New to the world of video production and unsure what gear to buy? Our guide to the five best options in three categories will get you started.
These NLEs have certain features limited (examples given), but still provide a great solution for the aspiring videographer. They're good for those on a budget or keen to edit quickly, but be sure to check compatibility with your camera's shooting format.
- 1. Adobe Premiere Elements 8 (£78$99): Windows only. Easy entry into video editing with simplified, clean workflow. No window for trimming footage; no 24P support; less native codec support than Premiere Pro; no batch capturing.
- 2. Apple Final Cut Express 4 (£99$199): Supports DV, HDV and AVCHD; interface similar to Final Cut Pro. No 1080p support (720p and 1080i HD are supported); no timecode or batch capture; shorter Undo list.
- 3. Avid Pinnacle Studio 14 HD (from £40$49): Consumer software. Supports HDV, DV and AVCHD editing. Editing layout is simplified when compared to Media Composer, but can create a decent edit.
- 4. Edius Neo 2 (from £182$199): Similar to full version; handles many formats including uncompressed footage. Time remapping, the ability to import an EDL (Edit Decision List) from another NLE, and audio mixer have been disabled.
- 5. Sony Vegas Movie Studio (from £43$39): We reviewed this in our May issue, so be sure to read that for more detail. Provides an editing environment close to that of a professional NLE, feels very DAW‑like in operation. Limitations include only four video tracks and two audio tracks to work with.
Point a wonderful, professional cinema camera at a poorly‑lit scene and you'll be disappointed with the results. Lighting is important, and there are many solutions out there for all budgets, whether you're a dedicated semi‑pro or first‑time documentary maker.
- 1. 500W Worklight (around £20$25): If you're on a budget and really stuck for lighting, workman's lamps can really help. Careful positioning and improvised filtering help.

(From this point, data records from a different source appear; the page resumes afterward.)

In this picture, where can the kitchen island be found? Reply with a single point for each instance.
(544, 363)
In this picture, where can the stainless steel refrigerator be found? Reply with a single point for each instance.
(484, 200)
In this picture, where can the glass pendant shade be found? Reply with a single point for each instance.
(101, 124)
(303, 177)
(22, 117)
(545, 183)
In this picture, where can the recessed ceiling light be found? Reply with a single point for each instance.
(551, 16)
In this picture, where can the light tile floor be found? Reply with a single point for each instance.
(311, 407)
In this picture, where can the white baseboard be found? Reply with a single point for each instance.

- 2. Arri Arrilite 800 (£299$549): The real deal, complete with barn doors, focus control, protective mesh, gel frame (for filters) and in‑line power switch. You'll need to get a stand and fit the plug, but you can rely on it for plenty of shoots to come.
- 3. LitePanels LP Micro (£210$305): A rectangular light for hot‑shoe mounting, comes complete with dimmer switch. Colour temperature remains constant throughout dimming, and gels can be fitted over the top. Uses six AA batteries.

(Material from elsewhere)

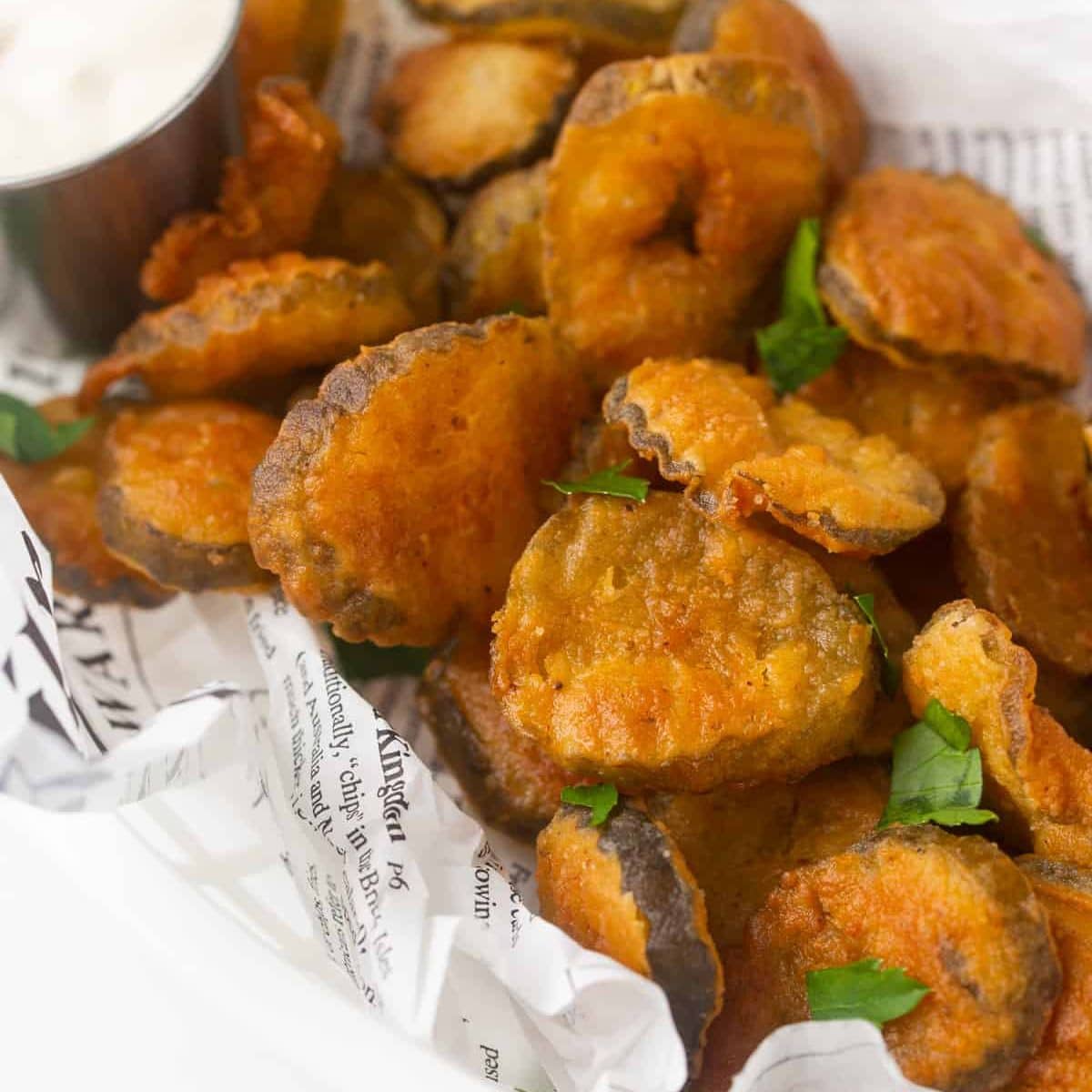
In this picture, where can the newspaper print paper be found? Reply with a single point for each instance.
(429, 918)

- 4. Rotolight RL48 (from £99$115): Innovative 48 LED design mounts on a shotgun mic, or in a hot shoe with an adaptor. Lasts six hours on three AA batteries, and comes with filter gels, with others available.
- 5. Sima SL20LX (£20$29): Very low priced, this tiny LED panel is ideal for those with pocket video recorders. Comes with a mount for connecting to a tripod. You can even clip multiples together!
Camcorders and DSLRs aren't the only way to capture digital video. Here are five portable video devices that will slip into your pocket and let you capture footage out and about. These are ideal for those wanting an easy way to shoot with no need to learn menus and settings.
- 1. Aiptek ActionHD GVS (£169$249): Mini camcorder from the US with flip‑out screen and 5X optical zoom, shooting 1440 x 1080p and 720p to SDHC card. Records 30fps only, but a low price for the features.
- 2. Flip Mino HD (£89$229): Popular pocket-sized 720p video recorder, runs for around two hours on a fixed internal battery. Fixed recording at 30fps, shooting to fixed 8GB internal memory only. Handy USB connector built in.
- 3. GoPro HD Hero (from £199$269): Unique action camera shooting at up to 1080p, 30fps. Comes in kits to attach it to helmets, cars and surfboards! Waterproof casing and wide-angle view makes it a versatile piece of gear, shooting to SDHC card.
- 4. Kodak Zi6 (£99$159): Kodak's portable recorder shoots 720p footage and sports a large 2.5‑inch screen. Shoots at up to 60 frames per second to SDHC, allowing for sharp slow‑motion video.
- 5. Zoom Q3 (from £199$199): The only portable video recorders with a clear focus on audio quality, offering stereo 24‑bit WAV recording at 48kHz. Sacrifices some video resolution, shooting at VGA (640 x 480).